Thailand-Rundreise

Thailand / 2016

Unsere erste Reise in die asiatische Welt – da bietet sich Thailand als perfekten Einstieg an. Von Bangkok geht es in den Norden nach Chiang Mai fast bis zur Grenze zu Myanmar, und dann in den Süden nach Khao Lak und Krabi.

Drei Tage Bangkok: wunderbar, aber reicht!

01 / BANGKOK

Unsere allererste Asienreise – entsprechend gespannt sind wir, wie anders diese Welt sein würde. Um sich mit Asien vertraut zu machen, scheint Thailand ein guter Einstieg. Schnell stellen wir fest, dass Thailand in der Tat einfach zu bereisen ist, zudem ist es günstig und sicher. Kein Wunder, dass Thailand so beliebt ist unter Backpackern und jungen Menschen. Mehrere Millionen Reisende aus aller Welt besuchen jedes Jahr das Königreich im Südosten Asiens. Der Tourismus ist also einer der wichtigsten Wirtschaftszweige des Landes. Leider merkt man das …

Aber fangen wir vorne an: Die ersten drei Tage verbringen wir in Bangkok, wie du auch in unserem Bangkok-Reisebericht lesen kannst. Es ist ein riesiger Dschungel an Straßen, geschmückt mit zahlreichen beeindruckenden Tempeln und Palästen, tausenden leckeren Garküchen, und richtig dichtem Verkehr. In Bangkok ist echt was los. So viel los, dass wir Bangkok einen eigenen kleinen Reisebericht gewidmet haben.

Weiter geht's in den Norden Thailands

02 / Chiang Mai

Nachdem uns drei Tage in Bangkok gereicht haben, freuen wir uns nun auf Natur und etwas mehr Frischluft. Unser Flug nach Chiang Mai verläuft reibungslos, und direkt nach unserer Ankunft gehen wir erstmal zu Fuß und später per Fahrrad auf Entdeckungstour durch Chiang Mai. Die Ruhe im Vergleich zu Bangkok tut richtig gut, auch wenn es hier betriebsam zugeht.

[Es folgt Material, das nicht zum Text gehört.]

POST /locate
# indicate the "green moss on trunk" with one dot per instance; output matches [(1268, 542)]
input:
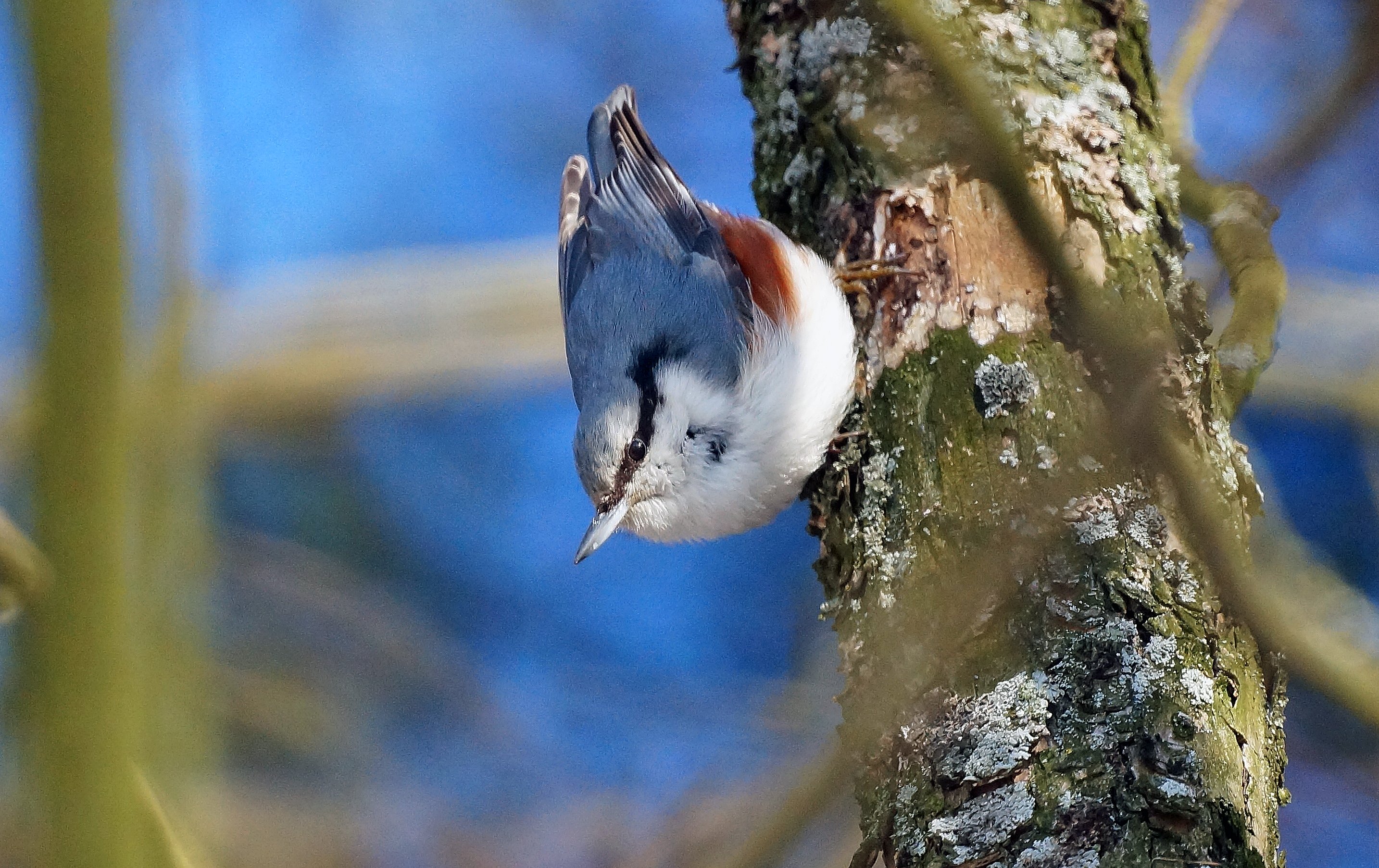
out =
[(1038, 670)]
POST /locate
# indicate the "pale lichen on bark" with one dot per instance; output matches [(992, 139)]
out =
[(1038, 671)]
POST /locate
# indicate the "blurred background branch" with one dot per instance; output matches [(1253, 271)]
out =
[(1193, 49), (1345, 97)]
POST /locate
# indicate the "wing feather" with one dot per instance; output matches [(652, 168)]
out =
[(640, 200), (576, 195)]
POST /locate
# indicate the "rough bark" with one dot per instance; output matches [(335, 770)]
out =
[(1038, 670)]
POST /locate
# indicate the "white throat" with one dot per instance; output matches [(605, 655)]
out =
[(796, 385)]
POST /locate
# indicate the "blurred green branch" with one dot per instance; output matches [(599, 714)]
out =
[(1239, 221), (1134, 346), (1195, 46), (1349, 93), (24, 571), (78, 682)]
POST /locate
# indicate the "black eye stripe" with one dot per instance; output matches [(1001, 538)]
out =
[(716, 440)]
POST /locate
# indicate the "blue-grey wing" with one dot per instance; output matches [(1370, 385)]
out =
[(576, 195), (629, 200)]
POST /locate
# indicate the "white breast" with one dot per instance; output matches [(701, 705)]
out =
[(785, 411)]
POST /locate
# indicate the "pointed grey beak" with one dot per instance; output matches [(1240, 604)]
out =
[(601, 530)]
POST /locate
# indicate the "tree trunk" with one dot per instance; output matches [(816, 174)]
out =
[(1038, 670)]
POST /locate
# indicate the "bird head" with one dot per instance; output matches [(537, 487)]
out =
[(655, 455)]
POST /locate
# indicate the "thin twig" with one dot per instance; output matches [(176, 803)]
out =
[(1102, 324), (24, 571), (813, 791), (1195, 46), (1351, 93), (1239, 221)]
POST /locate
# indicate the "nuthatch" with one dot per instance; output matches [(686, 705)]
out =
[(712, 357)]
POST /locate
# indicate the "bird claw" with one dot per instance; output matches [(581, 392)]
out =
[(854, 276)]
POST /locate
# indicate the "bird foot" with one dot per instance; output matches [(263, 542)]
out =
[(854, 276)]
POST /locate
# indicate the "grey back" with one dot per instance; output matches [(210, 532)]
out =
[(642, 269)]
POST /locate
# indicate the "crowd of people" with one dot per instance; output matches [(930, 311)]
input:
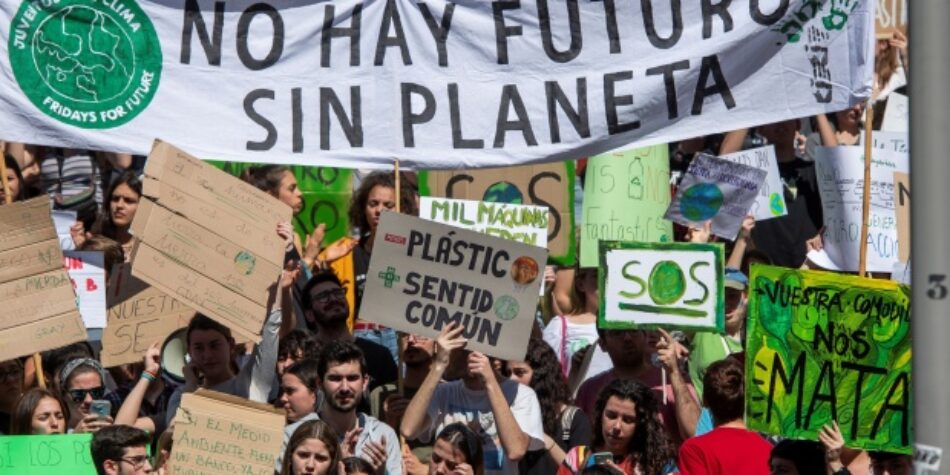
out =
[(360, 398)]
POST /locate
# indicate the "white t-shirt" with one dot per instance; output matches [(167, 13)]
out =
[(579, 335), (453, 402)]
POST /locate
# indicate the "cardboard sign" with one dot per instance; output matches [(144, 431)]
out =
[(825, 347), (840, 172), (138, 316), (88, 275), (626, 193), (550, 185), (665, 285), (717, 190), (902, 213), (208, 239), (56, 454), (39, 305), (521, 223), (424, 275), (770, 202), (216, 433), (326, 197)]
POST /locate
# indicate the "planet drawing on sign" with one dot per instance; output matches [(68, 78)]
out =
[(667, 283), (701, 202), (503, 192)]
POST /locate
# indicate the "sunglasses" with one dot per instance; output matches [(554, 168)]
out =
[(79, 395)]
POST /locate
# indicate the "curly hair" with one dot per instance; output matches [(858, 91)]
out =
[(548, 383), (649, 445)]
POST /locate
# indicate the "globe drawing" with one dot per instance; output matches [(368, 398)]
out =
[(503, 192), (83, 54), (701, 202)]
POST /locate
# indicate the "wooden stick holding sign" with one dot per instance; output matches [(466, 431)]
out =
[(8, 198), (866, 197)]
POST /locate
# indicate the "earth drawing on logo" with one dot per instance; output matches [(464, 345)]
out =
[(89, 64)]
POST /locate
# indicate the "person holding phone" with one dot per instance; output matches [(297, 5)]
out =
[(628, 436)]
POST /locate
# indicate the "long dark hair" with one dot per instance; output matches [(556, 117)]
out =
[(548, 383), (649, 445)]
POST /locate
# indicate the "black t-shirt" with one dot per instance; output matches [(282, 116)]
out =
[(783, 239)]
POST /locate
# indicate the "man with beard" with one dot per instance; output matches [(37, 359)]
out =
[(633, 358), (506, 415), (326, 311), (343, 379)]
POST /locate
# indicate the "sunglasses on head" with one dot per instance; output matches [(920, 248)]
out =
[(79, 395)]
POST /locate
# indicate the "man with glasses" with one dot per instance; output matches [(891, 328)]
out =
[(326, 311), (120, 450)]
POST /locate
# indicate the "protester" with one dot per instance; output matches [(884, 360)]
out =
[(120, 450), (39, 411), (311, 450), (326, 311), (714, 453), (565, 426), (505, 414), (627, 431), (343, 380), (457, 451)]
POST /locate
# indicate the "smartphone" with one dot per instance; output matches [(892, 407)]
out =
[(101, 408)]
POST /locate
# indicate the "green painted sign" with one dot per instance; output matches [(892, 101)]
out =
[(626, 194), (326, 197), (46, 454), (824, 346)]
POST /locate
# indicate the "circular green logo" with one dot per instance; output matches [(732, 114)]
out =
[(94, 65)]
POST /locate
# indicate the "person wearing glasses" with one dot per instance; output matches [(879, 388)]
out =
[(83, 381), (326, 311), (120, 450)]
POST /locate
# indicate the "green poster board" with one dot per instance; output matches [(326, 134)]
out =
[(626, 194), (326, 197), (823, 346), (46, 455)]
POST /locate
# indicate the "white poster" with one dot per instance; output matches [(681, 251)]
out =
[(771, 200), (840, 172), (436, 84)]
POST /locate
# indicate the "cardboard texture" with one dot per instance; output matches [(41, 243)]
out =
[(902, 212), (661, 285), (550, 185), (39, 303), (626, 193), (57, 454), (824, 346), (220, 434), (138, 316), (489, 285)]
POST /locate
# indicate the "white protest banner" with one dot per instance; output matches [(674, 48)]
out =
[(425, 275), (667, 285), (717, 190), (771, 200), (840, 172), (88, 275), (472, 84)]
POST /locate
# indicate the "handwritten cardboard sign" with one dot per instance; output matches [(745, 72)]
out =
[(717, 190), (39, 305), (840, 173), (138, 316), (825, 347), (216, 433), (87, 272), (626, 193), (770, 202), (666, 285), (208, 239), (550, 185), (424, 275), (47, 454)]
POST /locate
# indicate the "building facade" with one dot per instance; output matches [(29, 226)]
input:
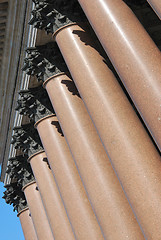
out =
[(80, 118)]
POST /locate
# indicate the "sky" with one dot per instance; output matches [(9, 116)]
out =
[(10, 226)]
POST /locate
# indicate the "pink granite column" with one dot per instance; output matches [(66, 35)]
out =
[(52, 201), (101, 183), (133, 54), (156, 5), (27, 224), (129, 147), (38, 213), (76, 201)]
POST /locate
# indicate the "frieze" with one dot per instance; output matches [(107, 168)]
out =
[(34, 103), (54, 14), (44, 61)]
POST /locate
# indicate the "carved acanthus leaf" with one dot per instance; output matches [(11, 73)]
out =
[(18, 168), (44, 61), (34, 103), (14, 196), (26, 138), (53, 14)]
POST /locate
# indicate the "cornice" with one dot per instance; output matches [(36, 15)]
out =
[(26, 139), (54, 14), (14, 196), (44, 61), (34, 103)]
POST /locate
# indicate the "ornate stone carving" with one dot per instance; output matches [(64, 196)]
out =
[(44, 61), (18, 168), (53, 14), (34, 103), (26, 138), (14, 196)]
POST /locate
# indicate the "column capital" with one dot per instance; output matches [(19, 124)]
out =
[(34, 103), (14, 196), (18, 168), (44, 61), (54, 14), (26, 138)]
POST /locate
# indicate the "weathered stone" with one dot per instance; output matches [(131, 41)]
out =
[(53, 14), (26, 138), (44, 61), (18, 168), (14, 196), (34, 103)]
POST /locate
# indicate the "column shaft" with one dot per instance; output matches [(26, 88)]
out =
[(37, 210), (101, 183), (129, 147), (156, 5), (52, 201), (27, 225), (133, 54), (79, 209)]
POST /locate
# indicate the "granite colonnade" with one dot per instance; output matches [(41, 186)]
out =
[(130, 150), (14, 195), (135, 56), (27, 224), (84, 143), (26, 138), (142, 154), (75, 199)]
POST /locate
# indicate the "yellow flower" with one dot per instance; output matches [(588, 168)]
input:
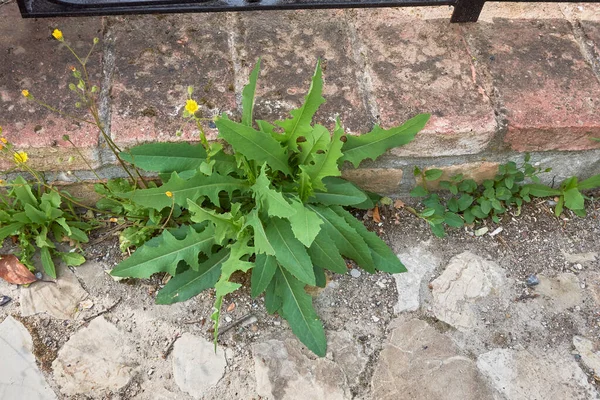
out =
[(57, 35), (191, 106), (21, 157)]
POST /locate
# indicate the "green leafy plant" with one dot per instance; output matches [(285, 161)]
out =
[(513, 185), (36, 220), (271, 204)]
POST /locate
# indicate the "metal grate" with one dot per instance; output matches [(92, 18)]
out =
[(464, 10)]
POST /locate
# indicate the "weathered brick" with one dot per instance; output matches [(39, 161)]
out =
[(289, 47), (478, 171), (377, 180), (156, 58), (33, 60), (548, 89), (425, 66)]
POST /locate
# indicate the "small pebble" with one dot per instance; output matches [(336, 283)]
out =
[(532, 280), (4, 300)]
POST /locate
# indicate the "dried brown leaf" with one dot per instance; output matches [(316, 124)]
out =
[(13, 271)]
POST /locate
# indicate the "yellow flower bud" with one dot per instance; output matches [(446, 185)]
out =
[(57, 34), (21, 157), (191, 106)]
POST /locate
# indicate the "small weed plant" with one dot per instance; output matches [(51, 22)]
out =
[(272, 205), (513, 185)]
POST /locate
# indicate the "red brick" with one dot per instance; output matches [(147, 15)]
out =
[(35, 61), (548, 89), (156, 58), (424, 66), (290, 46)]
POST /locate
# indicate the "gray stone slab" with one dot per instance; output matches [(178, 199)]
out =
[(196, 366), (20, 377), (285, 372), (96, 358), (420, 264), (419, 363), (59, 299), (525, 375), (467, 280)]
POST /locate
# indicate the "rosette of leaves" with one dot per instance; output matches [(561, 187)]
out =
[(37, 221), (274, 206)]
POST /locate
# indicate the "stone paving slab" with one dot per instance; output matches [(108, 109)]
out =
[(547, 88), (424, 66), (33, 60), (156, 57)]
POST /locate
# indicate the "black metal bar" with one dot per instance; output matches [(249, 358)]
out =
[(467, 10)]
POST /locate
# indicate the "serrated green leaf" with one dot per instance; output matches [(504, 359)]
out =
[(254, 145), (189, 283), (339, 192), (325, 164), (324, 253), (248, 96), (47, 262), (261, 242), (72, 259), (289, 251), (305, 223), (162, 254), (320, 278), (299, 124), (270, 199), (225, 225), (9, 230), (272, 298), (346, 239), (297, 309), (378, 141), (262, 273), (182, 190), (383, 257)]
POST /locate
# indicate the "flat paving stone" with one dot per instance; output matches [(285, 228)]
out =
[(59, 299), (156, 57), (20, 377), (96, 358), (420, 66), (33, 60), (420, 264), (417, 362), (285, 372), (289, 44), (548, 89), (527, 375), (196, 366), (467, 280)]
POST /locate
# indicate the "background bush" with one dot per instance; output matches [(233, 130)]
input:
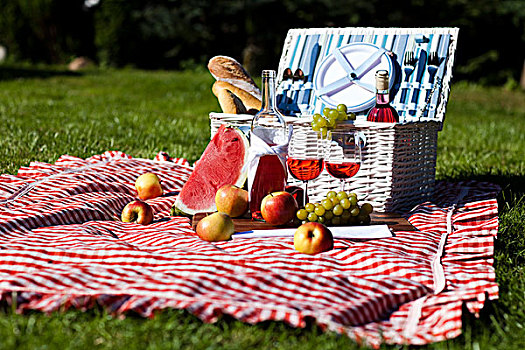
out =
[(174, 34)]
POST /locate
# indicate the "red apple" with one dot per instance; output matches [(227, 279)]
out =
[(231, 200), (278, 208), (313, 238), (148, 186), (138, 212), (215, 227)]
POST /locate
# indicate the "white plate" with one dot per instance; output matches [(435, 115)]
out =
[(355, 97)]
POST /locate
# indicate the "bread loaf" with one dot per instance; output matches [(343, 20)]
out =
[(227, 69), (230, 103), (249, 101)]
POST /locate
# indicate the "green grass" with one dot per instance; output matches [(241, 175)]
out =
[(49, 112)]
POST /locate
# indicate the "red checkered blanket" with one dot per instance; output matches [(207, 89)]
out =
[(62, 246)]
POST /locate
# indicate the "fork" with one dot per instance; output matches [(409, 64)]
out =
[(410, 64)]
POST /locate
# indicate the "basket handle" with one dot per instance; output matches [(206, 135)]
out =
[(361, 138)]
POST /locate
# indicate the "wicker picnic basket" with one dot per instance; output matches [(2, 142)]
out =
[(399, 160)]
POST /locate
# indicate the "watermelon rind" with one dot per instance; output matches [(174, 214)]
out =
[(180, 208)]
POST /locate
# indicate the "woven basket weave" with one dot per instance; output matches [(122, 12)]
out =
[(398, 167)]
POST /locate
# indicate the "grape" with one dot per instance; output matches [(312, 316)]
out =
[(331, 194), (302, 214), (320, 210), (345, 203), (367, 208), (353, 220), (341, 195), (312, 217), (338, 210), (327, 204), (309, 207)]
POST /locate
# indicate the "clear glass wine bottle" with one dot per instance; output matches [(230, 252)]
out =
[(269, 125)]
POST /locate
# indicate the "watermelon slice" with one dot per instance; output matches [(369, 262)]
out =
[(220, 164)]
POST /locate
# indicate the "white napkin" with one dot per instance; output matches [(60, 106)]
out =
[(339, 232)]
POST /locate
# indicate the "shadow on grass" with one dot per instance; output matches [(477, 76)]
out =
[(12, 73)]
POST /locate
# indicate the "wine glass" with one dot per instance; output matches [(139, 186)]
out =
[(305, 163), (343, 155)]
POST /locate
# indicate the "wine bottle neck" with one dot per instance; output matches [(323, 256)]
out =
[(268, 93)]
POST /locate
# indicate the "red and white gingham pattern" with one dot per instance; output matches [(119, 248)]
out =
[(61, 245)]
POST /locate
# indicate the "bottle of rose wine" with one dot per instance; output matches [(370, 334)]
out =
[(382, 111), (269, 126)]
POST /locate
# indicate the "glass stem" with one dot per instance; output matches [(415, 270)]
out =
[(305, 192)]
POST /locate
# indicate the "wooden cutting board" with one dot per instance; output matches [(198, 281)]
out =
[(395, 221)]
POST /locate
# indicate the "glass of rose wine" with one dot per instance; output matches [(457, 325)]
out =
[(305, 163), (343, 155)]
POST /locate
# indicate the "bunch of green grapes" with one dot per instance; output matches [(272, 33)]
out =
[(329, 118), (336, 209)]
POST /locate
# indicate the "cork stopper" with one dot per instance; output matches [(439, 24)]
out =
[(382, 80)]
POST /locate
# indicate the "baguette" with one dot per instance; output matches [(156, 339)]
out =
[(230, 103), (227, 69), (248, 100)]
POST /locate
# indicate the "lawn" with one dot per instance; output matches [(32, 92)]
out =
[(46, 112)]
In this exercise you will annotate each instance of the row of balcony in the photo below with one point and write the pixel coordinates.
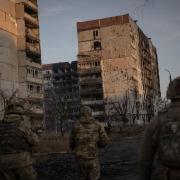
(32, 35)
(92, 102)
(91, 91)
(89, 70)
(98, 113)
(91, 80)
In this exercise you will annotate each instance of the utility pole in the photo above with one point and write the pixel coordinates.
(170, 78)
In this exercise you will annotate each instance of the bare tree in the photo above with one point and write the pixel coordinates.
(10, 98)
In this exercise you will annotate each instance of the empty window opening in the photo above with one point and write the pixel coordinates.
(97, 45)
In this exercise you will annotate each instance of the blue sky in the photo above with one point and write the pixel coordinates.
(159, 19)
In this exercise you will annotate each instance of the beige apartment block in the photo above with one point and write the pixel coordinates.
(115, 58)
(20, 54)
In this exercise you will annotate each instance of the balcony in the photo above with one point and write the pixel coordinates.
(34, 80)
(98, 113)
(91, 91)
(91, 81)
(31, 35)
(34, 96)
(89, 70)
(32, 48)
(31, 20)
(94, 102)
(31, 5)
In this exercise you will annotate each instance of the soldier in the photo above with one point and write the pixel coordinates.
(86, 137)
(16, 141)
(160, 153)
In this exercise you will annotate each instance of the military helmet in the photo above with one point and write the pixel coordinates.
(173, 91)
(15, 108)
(86, 110)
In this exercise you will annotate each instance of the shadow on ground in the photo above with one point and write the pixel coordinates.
(119, 160)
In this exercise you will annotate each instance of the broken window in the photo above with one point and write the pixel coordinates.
(97, 45)
(95, 33)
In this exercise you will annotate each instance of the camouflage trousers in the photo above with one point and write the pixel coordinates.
(23, 173)
(88, 169)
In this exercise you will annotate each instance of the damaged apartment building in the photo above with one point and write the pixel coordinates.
(115, 60)
(61, 88)
(20, 54)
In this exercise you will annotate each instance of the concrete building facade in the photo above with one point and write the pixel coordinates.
(20, 57)
(61, 85)
(116, 59)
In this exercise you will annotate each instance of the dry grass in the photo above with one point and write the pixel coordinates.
(52, 144)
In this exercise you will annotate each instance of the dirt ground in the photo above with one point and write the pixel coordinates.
(119, 161)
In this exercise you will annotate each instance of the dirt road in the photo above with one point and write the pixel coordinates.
(119, 161)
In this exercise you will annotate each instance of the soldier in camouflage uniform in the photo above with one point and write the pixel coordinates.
(86, 137)
(160, 153)
(16, 141)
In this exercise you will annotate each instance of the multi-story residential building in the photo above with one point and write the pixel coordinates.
(116, 60)
(20, 57)
(61, 80)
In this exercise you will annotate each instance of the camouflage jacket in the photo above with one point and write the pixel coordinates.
(150, 165)
(86, 137)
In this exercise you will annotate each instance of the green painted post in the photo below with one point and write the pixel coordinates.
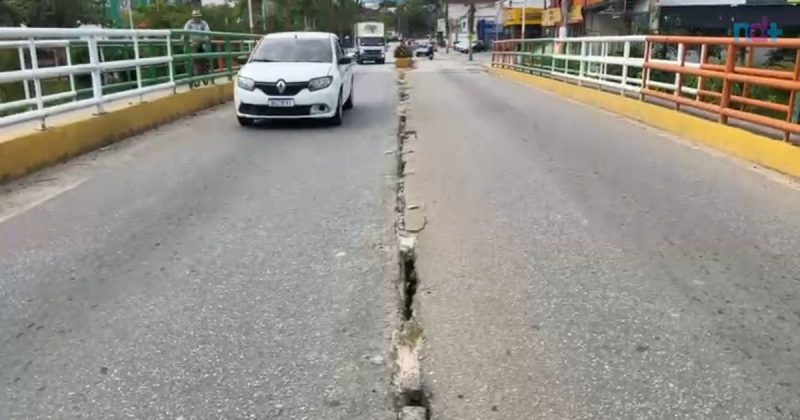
(151, 70)
(228, 57)
(187, 49)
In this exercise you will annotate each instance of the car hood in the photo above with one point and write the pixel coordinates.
(289, 72)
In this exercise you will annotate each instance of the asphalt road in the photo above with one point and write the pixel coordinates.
(206, 271)
(578, 266)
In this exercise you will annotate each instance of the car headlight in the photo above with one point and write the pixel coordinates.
(320, 83)
(245, 83)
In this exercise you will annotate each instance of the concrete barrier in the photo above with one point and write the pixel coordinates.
(28, 152)
(774, 154)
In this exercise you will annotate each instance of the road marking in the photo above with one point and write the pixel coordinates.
(25, 198)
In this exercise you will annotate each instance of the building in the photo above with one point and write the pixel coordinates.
(620, 17)
(717, 17)
(510, 11)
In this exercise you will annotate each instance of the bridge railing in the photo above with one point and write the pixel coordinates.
(49, 71)
(751, 81)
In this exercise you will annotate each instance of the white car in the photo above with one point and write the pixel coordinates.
(295, 75)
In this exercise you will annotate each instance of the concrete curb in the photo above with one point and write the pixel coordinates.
(27, 153)
(774, 154)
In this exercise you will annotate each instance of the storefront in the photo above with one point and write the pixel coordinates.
(512, 22)
(717, 17)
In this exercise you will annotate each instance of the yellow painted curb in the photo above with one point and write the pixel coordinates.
(773, 154)
(24, 154)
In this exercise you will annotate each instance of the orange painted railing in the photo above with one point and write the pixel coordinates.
(713, 74)
(737, 69)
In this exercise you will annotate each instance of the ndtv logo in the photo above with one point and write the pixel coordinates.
(760, 31)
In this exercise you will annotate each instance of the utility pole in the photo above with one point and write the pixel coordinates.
(264, 15)
(250, 13)
(447, 27)
(471, 27)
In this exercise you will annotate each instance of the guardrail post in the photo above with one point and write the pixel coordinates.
(71, 76)
(626, 55)
(793, 115)
(725, 100)
(171, 65)
(748, 63)
(37, 83)
(679, 75)
(228, 57)
(138, 67)
(23, 66)
(703, 60)
(188, 63)
(97, 74)
(582, 71)
(648, 49)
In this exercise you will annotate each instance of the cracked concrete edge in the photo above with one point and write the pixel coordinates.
(407, 340)
(413, 413)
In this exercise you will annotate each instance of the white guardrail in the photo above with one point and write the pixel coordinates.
(614, 62)
(46, 54)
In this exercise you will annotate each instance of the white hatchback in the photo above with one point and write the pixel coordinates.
(295, 75)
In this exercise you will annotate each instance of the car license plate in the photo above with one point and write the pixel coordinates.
(281, 103)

Chiang Mai ist vor allem für die knapp 200 Tempel bekannt – die Wahrzeichen der Religion und Kultur der Thais. Die zwei Bekanntesten und auch Interessantesten sind der Wat Chiang Mai, welcher der älteste Tempel Chiang Mais ist und zwei heilige Buddha Statuen beherbergen. Zum anderen der Wat Doi Suthep, welcher hoch über der Stadt als Wahrzeichen Chiang Mais prangert. Auch ein Besuch in einer der vielen Thai-Box-Schulen steht auf unserem Programm.

Abends besuchen wir einen der regelmäßig stattfindenden Märkte, auf denen die Thais allerhand Selbstgemachtes anbieten: von Speisen über Taschen bis hin zu vielen landestypischen Dekos.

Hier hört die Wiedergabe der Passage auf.